The Fantastic Ms Featherstone speaks out against X-rated X Factor

I really do shudder at linking to a Daily Fail story, but for once it's for a good reason.

I was really proud of our Equalities Minister Lynne Featherstone for speaking out against the X Factor's decision to show some fairly sexually explicit performances from Rihanna and Christina Aguilera when they knew perfectly well that young children would be watching. Her remarks were quite balanced:

It was a bit much because so many young kids – seven and eight-year-olds – watch it.’
She's not saying that nobody should watch it, just that it should not be on a family show.
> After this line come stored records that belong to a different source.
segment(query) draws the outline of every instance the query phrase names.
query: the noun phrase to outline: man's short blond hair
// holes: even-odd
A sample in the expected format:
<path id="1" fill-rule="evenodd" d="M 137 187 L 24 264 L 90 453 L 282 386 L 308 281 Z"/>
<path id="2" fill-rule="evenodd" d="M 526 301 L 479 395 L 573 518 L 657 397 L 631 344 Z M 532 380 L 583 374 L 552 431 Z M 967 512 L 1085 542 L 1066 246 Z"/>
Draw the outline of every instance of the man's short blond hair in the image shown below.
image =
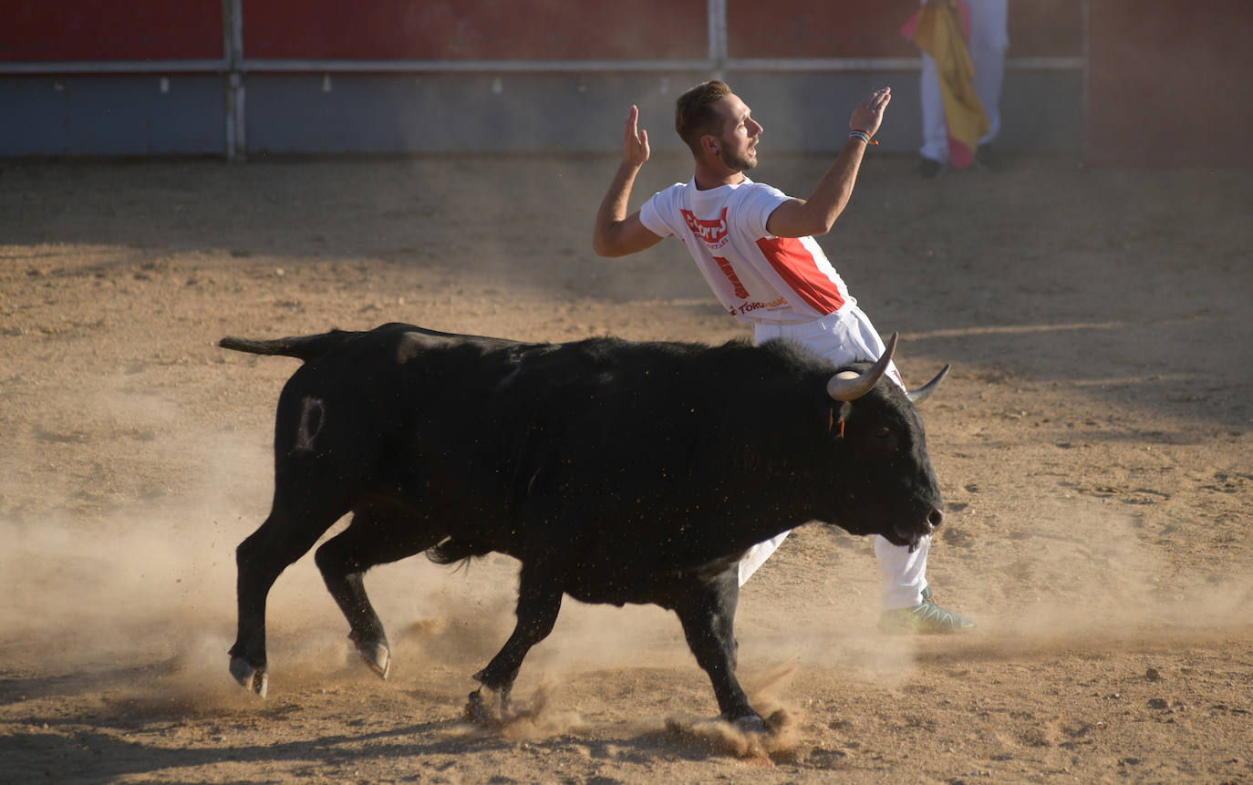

I was interested in the comments of psychologist Dr Linda Papadopoulos in the same show:

'What is happening is that sex seems to have become the most important thing. Christina Aguilera and Rihanna are very talented singers and yet the whole performance is not about skill, it is about being sexy.
‘Children are being bombarded with the message that being sexy and being sexual is the way to be appreciated or to be validated. This is a terrible message to be sending out.’
I wrote last year about my concerns about strippers appearing on Britain's Got Talent. I don't mind what adults watch, but programmes broadcast in the early evening, with a family audience, should not contain such explicit material. It does no favours to either our young boys or girls to give out the message that women are there to be sexual playthings for the entertainment of men.

Lynne argued earlier this year against Made in Dagenham, a film about the fight for equal pay, being given a 15 certificate because of a few incidences of the word that rhymes with duck. Why am I not surprised that Burlesque, a film about a young girl going to LA and working in a Burlesque club, gets a 12A? Why should you need to wait till you're 15 to see a film about women fighting for equality while a film which is much more disrespectful to women gets a 12?

2 comments:

Andy said...

Because film classifications are not based on themes or moral messages. Do you think they should be?

Unknown said...

I think there is an inconsistency when a film with significant sexual content, or depiction of women in a certain way gets a lower age rating than a film with a few F words.

I think it shows that somewhere our priorities are very wrong.